- Born: March 26, 1954 (age 72) Stewartstown, Pennsylvania, U.S.
- Other name: Wendy Schultz
- Occupation: Actress
- Years active: 1981–1991
- Spouse: Dwight Schultz ​(m. 1983)​
- Children: 1

= Wendy Fulton =

American actress (born 1954)

Wendy Fulton (born March 26, 1954) is a former American actress, who is known for her roles on television during the 1980s.

==Career==
Fulton's television credits include guest appearances on Knight Rider, Jake and the Fatman, Diff'rent Strokes, The A-Team, V and Matlock. In 1982, she starred in the CBS soap opera miniseries Bare Essence alongside Linda Evans and Donna Mills. The show later was picked up as a regular series by NBC, but was canceled after a single season.

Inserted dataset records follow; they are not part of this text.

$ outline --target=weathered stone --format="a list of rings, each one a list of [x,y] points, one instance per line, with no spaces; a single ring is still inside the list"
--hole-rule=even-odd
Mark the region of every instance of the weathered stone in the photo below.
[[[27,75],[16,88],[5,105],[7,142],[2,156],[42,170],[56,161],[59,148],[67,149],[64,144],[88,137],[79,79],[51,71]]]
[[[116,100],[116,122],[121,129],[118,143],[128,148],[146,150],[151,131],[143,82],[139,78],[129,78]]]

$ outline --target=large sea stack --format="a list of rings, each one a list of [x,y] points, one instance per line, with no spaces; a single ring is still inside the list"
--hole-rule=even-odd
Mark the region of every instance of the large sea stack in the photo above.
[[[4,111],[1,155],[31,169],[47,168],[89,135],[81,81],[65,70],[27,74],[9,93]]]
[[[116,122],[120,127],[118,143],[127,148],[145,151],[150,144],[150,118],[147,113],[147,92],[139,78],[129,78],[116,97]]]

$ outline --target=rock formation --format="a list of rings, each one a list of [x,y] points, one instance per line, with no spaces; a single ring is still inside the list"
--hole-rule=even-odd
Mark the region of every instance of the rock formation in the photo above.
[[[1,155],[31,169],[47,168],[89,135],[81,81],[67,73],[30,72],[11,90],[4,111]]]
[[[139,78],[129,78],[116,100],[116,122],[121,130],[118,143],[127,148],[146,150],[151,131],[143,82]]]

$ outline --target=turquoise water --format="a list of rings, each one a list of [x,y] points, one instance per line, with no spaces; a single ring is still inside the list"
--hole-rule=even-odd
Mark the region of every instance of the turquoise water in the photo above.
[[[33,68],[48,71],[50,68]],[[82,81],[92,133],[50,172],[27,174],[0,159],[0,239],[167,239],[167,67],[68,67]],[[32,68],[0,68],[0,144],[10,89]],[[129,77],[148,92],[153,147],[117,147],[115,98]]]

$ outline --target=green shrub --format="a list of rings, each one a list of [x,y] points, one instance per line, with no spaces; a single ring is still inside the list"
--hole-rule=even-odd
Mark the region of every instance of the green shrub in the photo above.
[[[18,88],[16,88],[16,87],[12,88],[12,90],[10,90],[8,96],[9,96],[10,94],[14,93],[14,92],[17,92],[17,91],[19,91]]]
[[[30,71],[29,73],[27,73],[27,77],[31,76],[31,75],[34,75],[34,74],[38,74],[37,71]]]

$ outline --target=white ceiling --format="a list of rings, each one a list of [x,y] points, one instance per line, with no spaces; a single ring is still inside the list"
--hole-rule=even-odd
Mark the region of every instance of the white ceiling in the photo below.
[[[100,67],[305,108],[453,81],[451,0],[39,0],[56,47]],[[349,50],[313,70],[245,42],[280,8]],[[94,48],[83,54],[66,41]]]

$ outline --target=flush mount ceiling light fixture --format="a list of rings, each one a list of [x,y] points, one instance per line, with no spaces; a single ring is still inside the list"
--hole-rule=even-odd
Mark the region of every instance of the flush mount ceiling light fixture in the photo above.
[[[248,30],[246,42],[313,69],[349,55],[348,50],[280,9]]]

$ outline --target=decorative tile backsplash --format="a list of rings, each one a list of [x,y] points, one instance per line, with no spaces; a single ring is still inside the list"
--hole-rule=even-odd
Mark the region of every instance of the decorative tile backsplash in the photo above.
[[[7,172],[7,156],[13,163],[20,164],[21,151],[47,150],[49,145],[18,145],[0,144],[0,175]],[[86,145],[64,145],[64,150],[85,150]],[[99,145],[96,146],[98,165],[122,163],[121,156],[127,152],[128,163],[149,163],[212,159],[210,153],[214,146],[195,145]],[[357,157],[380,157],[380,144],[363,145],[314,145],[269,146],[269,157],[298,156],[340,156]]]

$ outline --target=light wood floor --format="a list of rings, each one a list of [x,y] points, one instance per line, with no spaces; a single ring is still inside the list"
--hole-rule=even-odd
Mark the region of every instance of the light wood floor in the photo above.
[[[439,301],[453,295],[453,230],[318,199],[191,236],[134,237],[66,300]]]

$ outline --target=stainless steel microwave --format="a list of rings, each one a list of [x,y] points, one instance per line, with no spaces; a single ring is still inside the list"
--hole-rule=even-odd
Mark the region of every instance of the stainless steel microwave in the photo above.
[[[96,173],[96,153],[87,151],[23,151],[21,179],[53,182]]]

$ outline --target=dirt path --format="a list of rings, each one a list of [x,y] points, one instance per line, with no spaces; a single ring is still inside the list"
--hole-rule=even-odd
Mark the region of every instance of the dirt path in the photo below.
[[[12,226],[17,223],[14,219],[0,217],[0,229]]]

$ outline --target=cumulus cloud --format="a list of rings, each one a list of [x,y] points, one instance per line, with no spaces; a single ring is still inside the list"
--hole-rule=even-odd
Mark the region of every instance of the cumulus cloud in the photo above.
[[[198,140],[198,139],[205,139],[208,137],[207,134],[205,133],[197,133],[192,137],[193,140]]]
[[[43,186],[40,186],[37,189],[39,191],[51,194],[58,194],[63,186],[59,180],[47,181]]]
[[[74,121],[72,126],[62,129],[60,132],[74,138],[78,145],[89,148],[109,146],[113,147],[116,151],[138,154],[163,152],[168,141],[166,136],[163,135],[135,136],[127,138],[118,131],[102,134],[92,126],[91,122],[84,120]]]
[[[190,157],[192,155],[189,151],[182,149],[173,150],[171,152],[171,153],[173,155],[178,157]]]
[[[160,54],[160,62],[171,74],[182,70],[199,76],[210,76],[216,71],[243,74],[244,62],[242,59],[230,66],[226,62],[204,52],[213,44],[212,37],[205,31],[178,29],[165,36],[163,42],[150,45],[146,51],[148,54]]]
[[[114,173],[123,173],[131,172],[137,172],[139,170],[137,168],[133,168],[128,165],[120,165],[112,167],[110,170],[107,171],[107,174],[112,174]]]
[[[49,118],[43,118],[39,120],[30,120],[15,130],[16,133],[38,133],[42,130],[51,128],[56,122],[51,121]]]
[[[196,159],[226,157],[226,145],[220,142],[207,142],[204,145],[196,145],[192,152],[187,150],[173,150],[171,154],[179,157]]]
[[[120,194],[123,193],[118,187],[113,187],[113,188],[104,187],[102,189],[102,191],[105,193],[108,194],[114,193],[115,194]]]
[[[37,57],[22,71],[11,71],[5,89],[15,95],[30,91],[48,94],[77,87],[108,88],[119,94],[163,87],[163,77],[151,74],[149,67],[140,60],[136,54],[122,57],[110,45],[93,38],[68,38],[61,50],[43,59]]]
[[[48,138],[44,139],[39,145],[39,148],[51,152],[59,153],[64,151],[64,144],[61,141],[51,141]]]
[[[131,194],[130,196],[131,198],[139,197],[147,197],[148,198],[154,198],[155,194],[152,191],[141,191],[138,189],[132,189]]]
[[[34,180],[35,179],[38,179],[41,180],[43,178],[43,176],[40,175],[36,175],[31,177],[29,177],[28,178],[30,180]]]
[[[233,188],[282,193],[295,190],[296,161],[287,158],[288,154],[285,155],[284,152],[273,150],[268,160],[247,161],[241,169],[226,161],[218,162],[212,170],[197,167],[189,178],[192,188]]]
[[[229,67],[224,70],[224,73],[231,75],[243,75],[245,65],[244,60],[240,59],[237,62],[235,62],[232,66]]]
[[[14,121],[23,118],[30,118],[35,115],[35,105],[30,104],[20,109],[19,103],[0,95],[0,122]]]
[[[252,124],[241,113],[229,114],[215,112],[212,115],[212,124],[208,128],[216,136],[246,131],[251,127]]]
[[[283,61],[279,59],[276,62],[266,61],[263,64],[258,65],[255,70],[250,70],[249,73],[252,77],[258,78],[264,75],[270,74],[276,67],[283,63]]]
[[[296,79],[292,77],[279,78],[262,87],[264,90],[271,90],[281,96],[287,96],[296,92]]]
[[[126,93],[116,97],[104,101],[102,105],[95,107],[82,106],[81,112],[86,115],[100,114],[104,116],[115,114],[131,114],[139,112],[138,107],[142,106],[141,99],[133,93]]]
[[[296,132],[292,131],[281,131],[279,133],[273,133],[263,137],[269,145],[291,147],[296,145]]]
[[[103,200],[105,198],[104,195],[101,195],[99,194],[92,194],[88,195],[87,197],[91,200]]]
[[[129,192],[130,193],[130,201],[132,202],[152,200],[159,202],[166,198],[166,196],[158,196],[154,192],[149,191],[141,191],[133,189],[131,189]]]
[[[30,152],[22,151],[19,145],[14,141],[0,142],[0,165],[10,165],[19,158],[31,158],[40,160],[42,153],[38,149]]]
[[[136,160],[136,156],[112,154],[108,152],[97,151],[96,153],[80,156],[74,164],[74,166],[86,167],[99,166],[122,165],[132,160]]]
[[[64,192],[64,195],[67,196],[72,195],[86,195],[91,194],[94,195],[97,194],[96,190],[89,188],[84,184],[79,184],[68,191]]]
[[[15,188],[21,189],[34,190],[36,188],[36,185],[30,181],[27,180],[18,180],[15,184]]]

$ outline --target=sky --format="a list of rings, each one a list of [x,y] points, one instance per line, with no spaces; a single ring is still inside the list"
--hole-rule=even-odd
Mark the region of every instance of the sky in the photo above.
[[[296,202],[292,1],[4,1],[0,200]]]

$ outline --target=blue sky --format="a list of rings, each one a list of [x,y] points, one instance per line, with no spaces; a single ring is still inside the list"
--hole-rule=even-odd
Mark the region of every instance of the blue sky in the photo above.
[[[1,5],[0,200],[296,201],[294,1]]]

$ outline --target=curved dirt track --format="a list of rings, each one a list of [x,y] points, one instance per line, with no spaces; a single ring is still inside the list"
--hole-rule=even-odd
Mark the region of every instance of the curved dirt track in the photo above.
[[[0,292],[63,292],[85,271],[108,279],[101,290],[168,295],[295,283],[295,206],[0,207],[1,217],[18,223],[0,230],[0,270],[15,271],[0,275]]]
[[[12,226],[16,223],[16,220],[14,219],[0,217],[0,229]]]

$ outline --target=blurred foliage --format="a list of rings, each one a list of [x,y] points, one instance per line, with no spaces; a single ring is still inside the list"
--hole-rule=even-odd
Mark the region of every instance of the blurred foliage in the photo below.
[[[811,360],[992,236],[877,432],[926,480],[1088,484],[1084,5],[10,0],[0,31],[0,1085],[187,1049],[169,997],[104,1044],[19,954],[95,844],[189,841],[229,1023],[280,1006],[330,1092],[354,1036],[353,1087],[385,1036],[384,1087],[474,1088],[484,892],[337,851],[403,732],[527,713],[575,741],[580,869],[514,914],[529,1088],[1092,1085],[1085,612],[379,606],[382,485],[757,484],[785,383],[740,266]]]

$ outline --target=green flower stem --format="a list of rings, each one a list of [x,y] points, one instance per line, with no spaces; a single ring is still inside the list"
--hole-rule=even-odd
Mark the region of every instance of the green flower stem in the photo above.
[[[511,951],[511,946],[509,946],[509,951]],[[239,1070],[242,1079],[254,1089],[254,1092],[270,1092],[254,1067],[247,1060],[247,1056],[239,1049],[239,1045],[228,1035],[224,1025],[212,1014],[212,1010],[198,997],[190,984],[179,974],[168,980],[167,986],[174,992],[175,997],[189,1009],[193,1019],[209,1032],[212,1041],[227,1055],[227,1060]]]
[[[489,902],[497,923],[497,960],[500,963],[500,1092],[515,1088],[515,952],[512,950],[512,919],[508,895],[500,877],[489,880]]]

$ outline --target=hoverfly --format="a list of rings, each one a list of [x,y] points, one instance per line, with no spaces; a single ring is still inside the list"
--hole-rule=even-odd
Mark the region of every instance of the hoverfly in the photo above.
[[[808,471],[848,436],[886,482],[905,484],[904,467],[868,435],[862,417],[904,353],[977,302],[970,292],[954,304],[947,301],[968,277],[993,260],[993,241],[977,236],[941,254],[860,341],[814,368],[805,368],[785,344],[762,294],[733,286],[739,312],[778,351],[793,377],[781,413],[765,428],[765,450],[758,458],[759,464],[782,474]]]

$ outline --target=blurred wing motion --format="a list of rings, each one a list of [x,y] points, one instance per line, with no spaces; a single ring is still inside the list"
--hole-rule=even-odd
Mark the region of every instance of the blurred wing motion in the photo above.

The following year, she had her first and only movie role in the comedy film The First Time.

In 1985, Fulton starred in the ABC miniseries North and South, Book 1. During 1986–87, she played Jean Hackney in the CBS prime time soap opera Knots Landing. Her last role was in 1991.

==Personal life==
Fulton was born and raised in Stewartstown, Pennsylvania and went to Kennard-Dale High School. Her father was a doctor with a practice in the community. She has been married to actor Dwight Schultz since 1983. They have a daughter named Ava (b. 1987), and currently live in Santa Clarita, California.